Es ist eine horizontalere und meines Erachtens auch ehrlichere Perspektive. Es ist nicht mehr so, dass die kultivierten Leute aus der High Society auf die Welt schauen.

Diese Entwicklung führt zu interessanten Konstellationen. Schauen wir nur mal auf den Fussball: Die Nationalmannschaft ist schweizerisch, hat aber viele verschiedene Wurzeln.

Es gibt viele Identitäten innerhalb der Schweiz, und ich denke, viele Menschen, die nach Solothurn kommen, werden mit dieser Frage konfrontiert: Was ist die neue Identität der Schweiz? Und mit dieser Frage: Was ist die «neue Neutralität» der Schweiz?

Und was ist die neue Neutralität?

In der Vergangenheit war die Schweiz nicht wirklich ein Teil der Welt. Wir waren diese Insel in der Mitte Europas, auf der nichts passiert, aber wir konnten neutral sein und Leute empfangen, um über globale Themen zu sprechen.

Jetzt sind wir ein Teil der Welt. Neutral zu sein bedeutet also auch, sich zu engagieren. Und der Schweizer Film kann in dieser Diskussion eine Rolle spielen.

Wer sich die Programme von früheren Ausgaben der Solothurner Filmtage anschaut, bemerkt, dass sich die Mehrheit der Schweizer Filme – meist Dokumentarfilme – mit Themen ausserhalb der Schweiz beschäftigten. Aber jetzt sehen wir diesen Trend auch bei den Spielfilmen. Sehen Sie das auch so?

Auf alle Fälle. Das ist eine Folge der Demokratisierung der Spielfilmproduktion. Früher brauchte man sehr viel Geld, um Spielfilme zu drehen.
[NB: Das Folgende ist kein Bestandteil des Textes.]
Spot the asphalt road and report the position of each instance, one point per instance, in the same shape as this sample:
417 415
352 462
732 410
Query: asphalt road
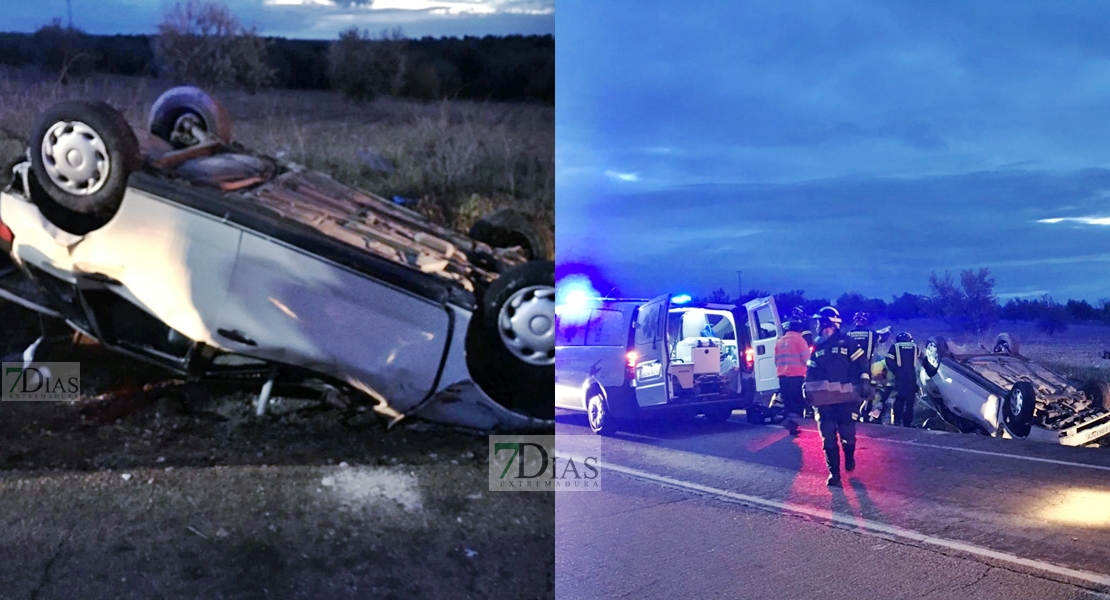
189 495
736 510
Jetzt gibt es sehr gute Ausrüstungen zu erschwinglichen Preisen, und mit einem geringen Budget lassen sich Filme für ein grosses Publikum machen.

Der Prix du Publique zum Beispiel ist eine Sektion, die sich mit aufwändigen Produktionen über eine grosse Leinwand an ein grosses Publikum wendet. Jetzt lassen sich mit Low-Budget-Filmen grosse Geschichten erzählen.

Wir konzentrieren uns auf die Story, auf die die Themen, auf das, was ein Film uns gibt. Technische Aspekte sind immer noch wichtig, aber es gibt heute mehr Freiheiten.

  • Amine – Held auf Bewährung (Dani Heusser, Dokumentarfilm). Ein guineischer Asylbewerber in der Schweiz versucht, ukrainischen Flüchtlingen zu helfen.

  • Big Little Women (Nadia Fares, Dokumentarfilm). Drei Generationen von Frauen, die in der Schweiz und in Ägypten die Regeln des Patriarchats übertreten.

  • A Forgotten Man (Laurent Nègre, Spielfilm). Der Schweizer Botschafter in Nazideutschland kehrt nach dem Krieg nach Hause zurück.

  • Natural Born Driver – L’incredibile storia di Ivan Capelli (Gionata Zanetta, Dokumentarfilm). Ein biografischer Film über einen Formel-1-Piloten in den 1980er-Jahren.

  • Jours de fête (Antoine Cattin, Dokumentarfilm). Die sozialen Verwerfungen im heutigen Russland werden anhand von sieben traditionellen Festen in St. Petersburg aufgezeigt.

  • De Noche los Gatos son Pardos (Valentin Merz, Spielfilm). Absurde Komödie über ein Filmteam, das in der französischen Provinz verschwindet.

  • Trained to See – Three Women and the War (Luzia Schmid, Dokumentarfilm). Drei Kriegskorrespondentinnen werfen einen neuen Blick auf die Schrecken des Zweiten Weltkriegs.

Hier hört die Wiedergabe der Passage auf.